= Defense Resources Act =

The Defense Resources Act (DRA) was draft emergency legislation of the United States government. A 1983 submission to Congress confirmed the existence of the plan. The present and prior status of the DRA proposal is not immediately certain.

== Background ==

Reagan Administration officials presented a draft plan of legislative text that could be submitted to Congress for approval during a national emergency, such as nuclear war. The decision to make such a request would be the prerogative of the president. Congress would be free to accept, modify or reject the proposals. If enacted into law, the DRA would amend the Defense Production Act (DPA).

These DRA and DPA enactments collectively would form the basis of a substantial part of Reagan's nuclear war and emergency plans. After enactment, the president would be free to sign orders and directives employing the approved legislation as a legal and statutory basis for presidential emergency powers. Such plans for legislation would coexist with a portfolio of other emergency action papers, including Presidential Emergency Action Documents and Other than a Plan D situation documents.

The table of contents of the proposed legislation calls for several Titles that would form the basis of key emergency authorities. Title X authorized the president to direct federal officials to employ limited international censorship of communications entering and leaving the USA. Other draft Titles authorized seizure of industrial plants and economic stabilization via price controls.

DPA proposals to Congress by Reagan staff employed significant constitutional safeguards. They do not contain a request for Congress to suspend per se any part of the Constitution. Sections of the law specifically address Fifth Amendment safeguards. Title X limits censorship to information entering or leaving the USA. It did not call for press censorship of domestic news. It should be remembered these plans contemplated nuclear war, in which many freedoms might be in grave wartime jeopardy as the nation fought for its existence.

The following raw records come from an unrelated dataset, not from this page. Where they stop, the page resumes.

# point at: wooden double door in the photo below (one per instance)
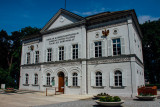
(61, 82)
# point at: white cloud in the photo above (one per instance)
(143, 19)
(90, 12)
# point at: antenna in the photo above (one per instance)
(65, 4)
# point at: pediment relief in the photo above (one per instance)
(60, 19)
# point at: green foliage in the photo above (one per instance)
(103, 99)
(158, 85)
(141, 94)
(110, 99)
(102, 94)
(116, 99)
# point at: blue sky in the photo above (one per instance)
(17, 14)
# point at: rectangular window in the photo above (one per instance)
(49, 55)
(75, 51)
(37, 57)
(98, 49)
(61, 53)
(28, 58)
(116, 46)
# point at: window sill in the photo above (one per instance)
(35, 85)
(98, 86)
(47, 85)
(117, 87)
(26, 84)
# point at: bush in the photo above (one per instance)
(141, 94)
(116, 99)
(151, 85)
(102, 99)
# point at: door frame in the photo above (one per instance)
(61, 74)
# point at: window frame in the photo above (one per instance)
(98, 79)
(48, 79)
(75, 51)
(28, 57)
(98, 48)
(117, 48)
(49, 54)
(75, 79)
(36, 79)
(118, 81)
(37, 57)
(61, 53)
(26, 78)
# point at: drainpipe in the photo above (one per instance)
(86, 61)
(130, 61)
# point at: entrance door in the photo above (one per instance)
(61, 82)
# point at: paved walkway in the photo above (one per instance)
(33, 98)
(38, 99)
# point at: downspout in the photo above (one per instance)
(130, 61)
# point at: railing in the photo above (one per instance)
(51, 88)
(148, 90)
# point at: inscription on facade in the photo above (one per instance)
(61, 39)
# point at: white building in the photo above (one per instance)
(85, 55)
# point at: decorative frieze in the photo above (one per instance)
(31, 67)
(112, 60)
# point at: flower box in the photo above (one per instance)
(146, 97)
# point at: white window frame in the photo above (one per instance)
(36, 79)
(37, 57)
(99, 49)
(61, 53)
(28, 58)
(48, 79)
(75, 79)
(98, 78)
(75, 51)
(116, 52)
(118, 81)
(49, 54)
(27, 79)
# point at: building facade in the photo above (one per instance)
(85, 55)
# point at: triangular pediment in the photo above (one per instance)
(62, 18)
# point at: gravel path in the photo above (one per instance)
(91, 103)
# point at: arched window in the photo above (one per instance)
(98, 78)
(35, 78)
(48, 79)
(75, 79)
(118, 78)
(27, 77)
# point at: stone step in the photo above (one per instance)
(58, 93)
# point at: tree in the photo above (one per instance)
(151, 50)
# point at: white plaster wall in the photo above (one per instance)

Whether enacted as part of a war emergency or other non-military event, Congress at all times retained the constitutional authority to amend, revoke or modify these authorities, by veto override, should the contingency arise. The proposals did not limit oversight by the Congress or federal judiciary and Supreme Court of the United States, nor did they give the president unlimited or perpetual unilateral or unconstitutional power. However, scholars will need to examine this material in light of current jurisprudence.

The question of resolving conflicts between Congress and the White House over authority in these matters would presumably be up to federal courts. The president has inherent constitutional powers that may overlap some proposed plans and that do not derive from Congress. Similarly, presidential powers with respect to the Emergency Alert System would not exist without statute laws of Congress that authorize EAS.

Congress could cancel EAS if desired, leaving no FCC rules to carry out EAS presidential messages. Further, the president does not require approval from Congress as to his Commander in Chief powers, but Congress can limit presidential powers by revocation of funding. DPA amendments approved via DRA would simply grant or revoke authorization for the president to act, which he might or might not do. Further, the president is constrained by impeachment, should Congress decide the president abused his authorities. Lastly, all such plans require funding, the source and quantity of which in nuclear war is questionable. Parts of the DPA proposal address the Fifth Amendment mandate to compensate owners for seizure of private property.